Estimados amigos:
Hace unos días Jaime Bayly ha escrito una columna en el Diario Perú 21 que me parece brillante, se llamó “Coraje y Lealtad”. Comparto lo que señala respecto a la necesidad humana de engrandecer el coraje y la lealtad. Lo publico en este blog en homenaje a mis amigos, los que me han demostrado coraje y lealtad.
—–
Por: Jaime Bayly
Con los años aprendes que las virtudes más elevadas, y tal vez por eso mismo infrecuentes, son el coraje y la lealtad.
Con los años comprendes que la inteligencia o la astucia es una virtud peligrosa de la que es preciso desconfiar. Por lo general, la gente inteligente y astuta no sabe ser leal y carece de coraje o cree ser prudente cuando, en realidad, es sólo cobarde, pusilánime, asustadiza…
No me interesa ya la gente inteligente, aun si posee una inteligencia superior, una mente brillante, si sé que esa persona me es desleal, que es pérfida porque no puede evitarlo, que no puedo confiar en ella porque me ha traicionado y, con toda probabilidad, volverá a hacerlo.

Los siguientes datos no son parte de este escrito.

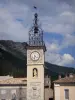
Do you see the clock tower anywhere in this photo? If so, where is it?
[27,13,46,100]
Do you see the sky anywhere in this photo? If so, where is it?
[0,0,75,68]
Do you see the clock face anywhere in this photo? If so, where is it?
[31,51,40,61]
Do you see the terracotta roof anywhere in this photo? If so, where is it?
[0,78,27,85]
[54,76,75,83]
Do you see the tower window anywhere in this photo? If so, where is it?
[33,68,38,77]
[65,89,69,100]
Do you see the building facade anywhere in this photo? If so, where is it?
[54,75,75,100]
[0,77,53,100]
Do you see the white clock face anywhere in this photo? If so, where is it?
[31,51,40,61]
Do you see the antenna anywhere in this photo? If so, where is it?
[29,6,44,46]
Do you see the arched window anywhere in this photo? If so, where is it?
[33,68,38,77]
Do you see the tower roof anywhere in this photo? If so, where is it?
[29,13,45,46]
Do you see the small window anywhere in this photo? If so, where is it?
[33,68,38,77]
[1,90,6,94]
[65,89,69,100]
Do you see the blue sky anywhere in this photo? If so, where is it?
[0,0,75,67]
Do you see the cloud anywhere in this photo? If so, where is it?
[0,4,28,41]
[46,52,75,67]
[0,0,75,66]
[58,54,75,65]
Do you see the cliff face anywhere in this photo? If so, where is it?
[0,40,75,78]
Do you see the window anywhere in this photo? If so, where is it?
[33,68,38,77]
[65,89,69,100]
[1,90,6,94]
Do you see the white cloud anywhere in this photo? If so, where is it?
[0,0,75,65]
[58,54,75,65]
[0,8,28,41]
[46,52,75,67]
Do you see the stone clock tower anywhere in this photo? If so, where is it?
[27,13,46,100]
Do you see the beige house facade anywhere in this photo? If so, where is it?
[54,76,75,100]
[0,76,53,100]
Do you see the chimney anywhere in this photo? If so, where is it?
[58,75,61,79]
[69,73,73,78]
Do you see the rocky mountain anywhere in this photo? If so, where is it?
[0,40,75,78]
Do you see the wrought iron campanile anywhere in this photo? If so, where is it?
[29,13,44,46]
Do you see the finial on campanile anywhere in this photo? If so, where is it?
[29,6,45,51]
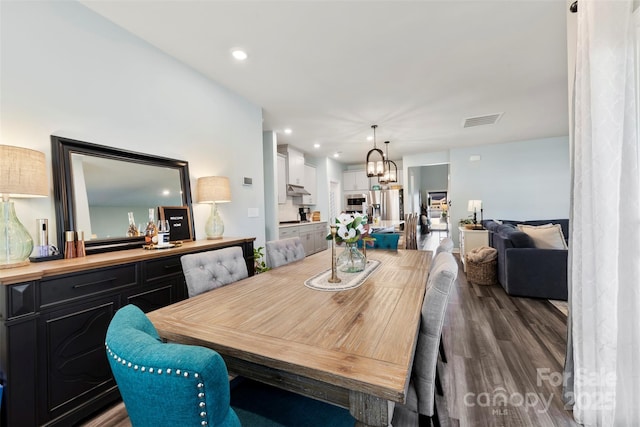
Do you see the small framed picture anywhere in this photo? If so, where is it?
[158,206,193,242]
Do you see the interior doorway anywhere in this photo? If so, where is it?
[408,163,450,236]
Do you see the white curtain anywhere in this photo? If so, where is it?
[565,0,640,426]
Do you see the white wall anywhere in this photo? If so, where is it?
[256,131,280,247]
[0,1,265,251]
[449,137,570,242]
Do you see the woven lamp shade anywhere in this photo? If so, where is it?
[197,176,231,203]
[0,145,49,198]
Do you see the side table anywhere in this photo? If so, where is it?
[458,227,489,273]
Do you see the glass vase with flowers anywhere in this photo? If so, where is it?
[327,213,369,273]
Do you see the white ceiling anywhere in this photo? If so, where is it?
[81,0,568,163]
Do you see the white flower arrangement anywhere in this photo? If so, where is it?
[327,213,369,243]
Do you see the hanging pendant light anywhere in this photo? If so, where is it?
[378,141,398,184]
[367,125,384,178]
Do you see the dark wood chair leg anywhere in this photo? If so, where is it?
[431,399,440,427]
[440,335,447,363]
[436,366,444,396]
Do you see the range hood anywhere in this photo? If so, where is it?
[287,184,311,196]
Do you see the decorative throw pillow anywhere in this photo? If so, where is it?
[518,224,567,249]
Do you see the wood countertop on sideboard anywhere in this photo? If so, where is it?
[0,237,255,285]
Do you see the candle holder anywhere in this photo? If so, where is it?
[327,225,342,283]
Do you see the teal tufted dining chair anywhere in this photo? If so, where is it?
[105,305,355,427]
[105,305,240,427]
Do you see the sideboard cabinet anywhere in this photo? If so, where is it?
[0,238,254,426]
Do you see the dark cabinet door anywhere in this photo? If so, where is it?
[38,295,120,424]
[127,278,178,313]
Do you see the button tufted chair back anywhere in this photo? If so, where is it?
[180,246,249,298]
[266,237,305,268]
[369,233,400,251]
[392,252,458,426]
[105,305,240,427]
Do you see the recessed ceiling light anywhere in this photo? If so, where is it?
[231,49,249,61]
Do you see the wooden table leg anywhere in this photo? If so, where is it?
[349,391,391,427]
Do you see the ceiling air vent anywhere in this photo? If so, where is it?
[462,113,504,128]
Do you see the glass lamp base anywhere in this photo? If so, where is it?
[0,201,33,269]
[204,203,224,240]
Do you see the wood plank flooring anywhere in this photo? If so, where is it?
[83,233,578,427]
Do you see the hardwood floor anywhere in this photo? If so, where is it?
[84,233,578,427]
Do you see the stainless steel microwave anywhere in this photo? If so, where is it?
[345,193,367,212]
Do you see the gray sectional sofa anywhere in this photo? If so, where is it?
[482,219,569,301]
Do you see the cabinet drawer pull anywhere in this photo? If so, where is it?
[73,277,117,289]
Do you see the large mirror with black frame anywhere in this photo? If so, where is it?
[51,135,195,254]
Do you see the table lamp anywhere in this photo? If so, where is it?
[0,145,49,269]
[196,176,231,240]
[467,200,482,224]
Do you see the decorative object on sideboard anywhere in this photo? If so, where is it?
[367,125,384,178]
[0,145,49,269]
[467,200,482,224]
[76,231,87,258]
[64,230,76,259]
[196,176,231,240]
[158,206,194,243]
[378,141,398,184]
[144,208,158,246]
[127,212,140,237]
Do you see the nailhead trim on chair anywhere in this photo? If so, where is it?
[104,342,209,426]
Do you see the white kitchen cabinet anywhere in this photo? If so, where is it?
[287,147,304,185]
[302,165,318,205]
[342,170,369,191]
[277,154,287,205]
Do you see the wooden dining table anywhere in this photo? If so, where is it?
[148,248,432,426]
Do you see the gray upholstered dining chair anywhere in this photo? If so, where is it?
[265,237,305,268]
[390,252,458,427]
[429,237,453,363]
[180,246,249,298]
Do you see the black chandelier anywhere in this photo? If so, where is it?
[378,141,398,184]
[367,125,385,178]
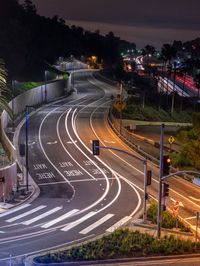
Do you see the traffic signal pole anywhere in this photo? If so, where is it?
[143,160,148,223]
[157,124,165,238]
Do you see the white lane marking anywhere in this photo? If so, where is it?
[67,140,77,144]
[185,216,197,221]
[60,211,97,232]
[0,204,30,218]
[6,205,46,223]
[62,109,96,180]
[47,140,58,145]
[37,181,68,186]
[38,108,75,197]
[73,105,142,216]
[106,216,132,233]
[22,207,62,225]
[72,110,122,213]
[41,209,79,228]
[189,196,200,201]
[170,198,184,208]
[79,214,114,235]
[104,140,116,144]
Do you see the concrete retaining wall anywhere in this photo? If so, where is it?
[0,80,69,201]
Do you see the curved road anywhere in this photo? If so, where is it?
[0,71,141,265]
[0,70,200,265]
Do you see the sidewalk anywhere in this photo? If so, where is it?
[0,179,39,214]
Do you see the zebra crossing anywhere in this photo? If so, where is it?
[0,204,132,235]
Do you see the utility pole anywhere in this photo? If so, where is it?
[44,70,48,103]
[157,124,165,238]
[119,82,124,135]
[143,160,148,223]
[26,105,29,191]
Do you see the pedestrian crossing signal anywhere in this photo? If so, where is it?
[163,183,169,197]
[163,155,171,176]
[92,140,100,155]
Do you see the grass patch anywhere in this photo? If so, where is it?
[20,82,44,91]
[123,104,192,123]
[35,229,200,263]
[147,202,191,232]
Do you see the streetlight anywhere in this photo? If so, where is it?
[12,80,17,132]
[44,70,49,103]
[25,105,34,191]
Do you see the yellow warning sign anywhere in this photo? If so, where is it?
[168,136,175,144]
[114,100,126,112]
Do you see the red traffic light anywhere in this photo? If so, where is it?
[92,140,100,155]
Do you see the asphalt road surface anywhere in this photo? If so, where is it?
[0,70,200,265]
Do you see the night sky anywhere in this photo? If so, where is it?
[32,0,200,48]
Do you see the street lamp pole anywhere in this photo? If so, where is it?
[157,124,165,238]
[44,70,47,103]
[26,105,29,191]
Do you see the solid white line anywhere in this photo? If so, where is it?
[60,211,96,232]
[189,196,200,201]
[6,205,46,223]
[37,181,68,186]
[185,216,197,220]
[0,204,30,218]
[22,207,62,225]
[41,209,79,228]
[79,214,114,235]
[106,216,132,233]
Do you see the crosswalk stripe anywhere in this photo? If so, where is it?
[6,205,46,223]
[60,211,96,232]
[41,209,79,228]
[0,204,30,218]
[79,214,114,235]
[106,216,132,233]
[22,207,62,225]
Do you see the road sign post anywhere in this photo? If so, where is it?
[92,140,147,222]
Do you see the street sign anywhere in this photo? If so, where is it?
[168,136,175,144]
[173,201,180,217]
[114,99,126,112]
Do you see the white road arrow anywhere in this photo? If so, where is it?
[47,140,58,145]
[189,196,200,201]
[104,140,115,144]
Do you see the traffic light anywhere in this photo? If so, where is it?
[163,155,171,176]
[147,170,152,186]
[163,183,169,197]
[92,140,100,155]
[0,176,5,183]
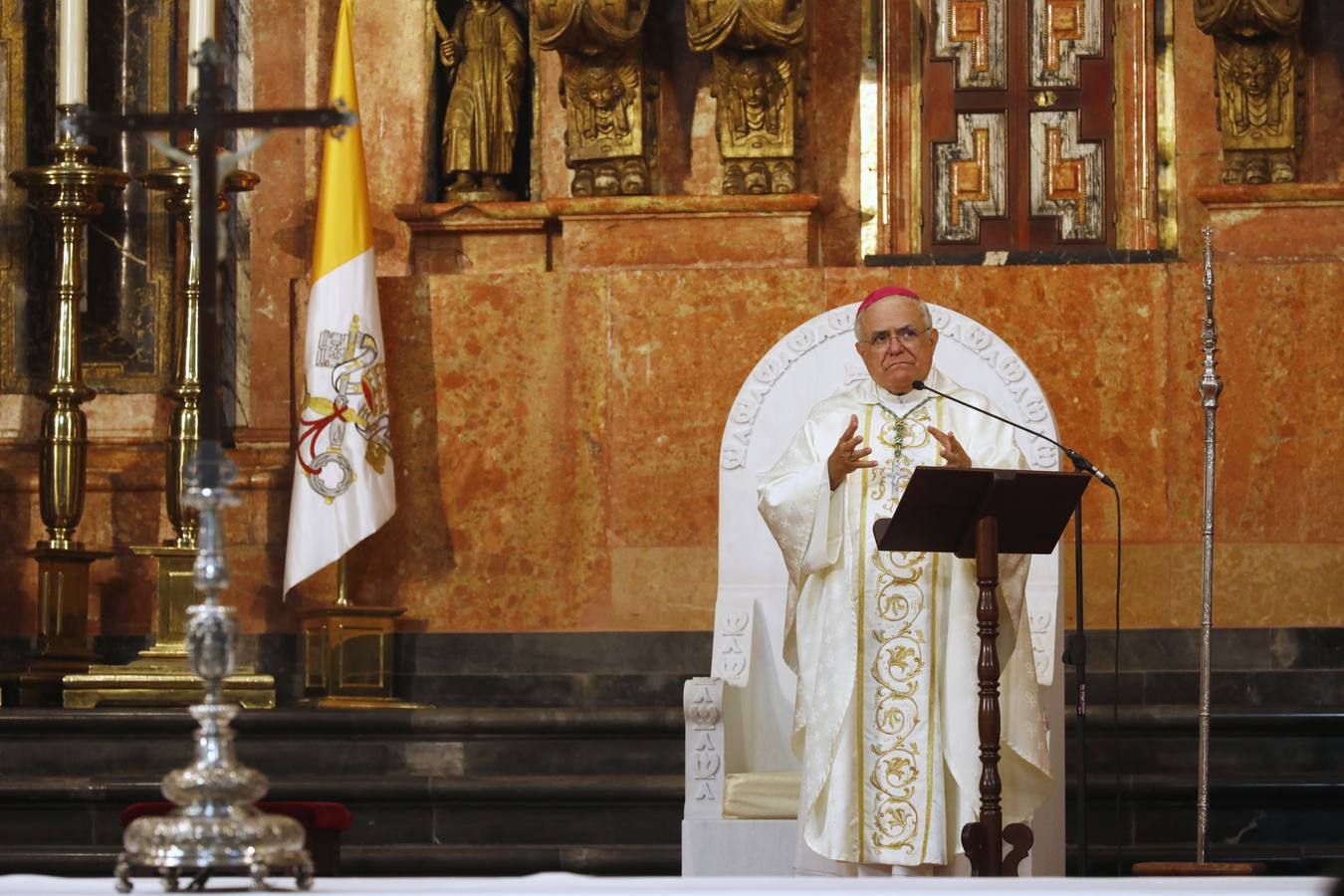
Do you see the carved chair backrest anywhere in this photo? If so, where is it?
[711,303,1063,772]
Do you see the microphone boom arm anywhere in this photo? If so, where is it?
[911,380,1116,491]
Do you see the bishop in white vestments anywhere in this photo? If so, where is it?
[760,288,1049,873]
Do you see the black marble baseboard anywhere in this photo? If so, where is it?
[863,246,1178,268]
[0,631,713,707]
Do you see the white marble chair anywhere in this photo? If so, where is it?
[681,303,1064,876]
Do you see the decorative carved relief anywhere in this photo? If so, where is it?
[710,606,753,687]
[1030,111,1106,239]
[933,112,1006,242]
[681,678,725,818]
[1195,0,1305,184]
[1030,0,1105,88]
[533,0,659,196]
[686,0,807,193]
[933,0,1008,89]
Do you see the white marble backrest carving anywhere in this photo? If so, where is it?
[713,303,1060,770]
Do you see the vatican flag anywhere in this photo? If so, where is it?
[284,0,396,593]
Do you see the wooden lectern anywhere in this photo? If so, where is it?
[872,466,1091,877]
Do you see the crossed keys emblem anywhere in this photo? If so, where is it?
[295,315,392,504]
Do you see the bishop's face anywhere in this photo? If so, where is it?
[855,296,938,395]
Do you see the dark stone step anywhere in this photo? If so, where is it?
[0,707,684,778]
[0,843,681,892]
[1064,841,1344,877]
[341,842,681,877]
[1066,703,1344,740]
[0,776,684,846]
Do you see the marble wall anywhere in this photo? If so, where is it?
[0,0,1344,634]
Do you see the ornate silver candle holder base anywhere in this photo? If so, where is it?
[115,704,314,893]
[115,439,314,893]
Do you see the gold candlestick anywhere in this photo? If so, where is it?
[7,105,129,705]
[65,125,276,709]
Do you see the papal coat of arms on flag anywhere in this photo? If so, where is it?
[284,0,396,601]
[297,315,392,504]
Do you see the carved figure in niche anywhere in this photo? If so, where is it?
[430,0,527,199]
[687,0,807,193]
[565,66,628,142]
[1218,40,1297,184]
[726,57,788,139]
[1195,0,1304,184]
[533,0,659,196]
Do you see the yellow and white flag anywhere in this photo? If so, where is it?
[284,0,396,593]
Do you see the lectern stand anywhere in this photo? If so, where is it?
[872,466,1091,877]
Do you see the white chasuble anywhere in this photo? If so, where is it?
[760,370,1049,866]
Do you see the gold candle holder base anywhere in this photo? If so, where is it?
[300,603,431,709]
[0,543,112,707]
[63,546,276,709]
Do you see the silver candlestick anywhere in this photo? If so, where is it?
[115,441,314,893]
[1195,227,1224,862]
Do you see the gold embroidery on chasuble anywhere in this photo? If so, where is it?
[856,401,942,865]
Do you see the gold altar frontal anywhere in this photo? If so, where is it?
[301,603,426,709]
[62,546,276,709]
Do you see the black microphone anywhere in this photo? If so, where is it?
[911,380,1116,492]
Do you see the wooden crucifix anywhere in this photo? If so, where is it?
[74,40,357,462]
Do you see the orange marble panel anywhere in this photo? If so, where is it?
[552,193,817,270]
[395,201,558,274]
[606,269,822,556]
[1195,183,1344,262]
[799,3,865,268]
[1167,3,1224,259]
[317,274,610,630]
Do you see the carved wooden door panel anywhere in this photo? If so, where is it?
[921,0,1116,254]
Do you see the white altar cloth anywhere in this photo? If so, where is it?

La gran virtud, la virtud por excelencia, la más noble y admirable de las virtudes humanas, es el coraje, si por coraje entendemos no la temeridad del idiota que ignora los riesgos que corre y decide correrlos sin advertirlos y cegado por su imbecilidad, sino el valor consciente y calculado del que, a sabiendas de los riesgos que enfrenta, no se deja intimidar por ellos y lo arriesga todo, aun la vida, por una causa noble, por una causa justa, por unos ideales.
No hay coraje, desde luego, en la fría ambición, en la ambición mezquina y egoísta. Sólo hay verdadero coraje cuando la empresa humana que se acomete está preñada de peligros no menores y es de una naturaleza noble y altruista. Sólo hay coraje cuando el que lo arriesga todo sabe que lo más probable es que lo pierda todo y, sin embargo, percibe la vida como una aventura que sólo tiene sentido si se la dota de una dimensión épica, de una textura poética no exenta de cierto arrojo torero.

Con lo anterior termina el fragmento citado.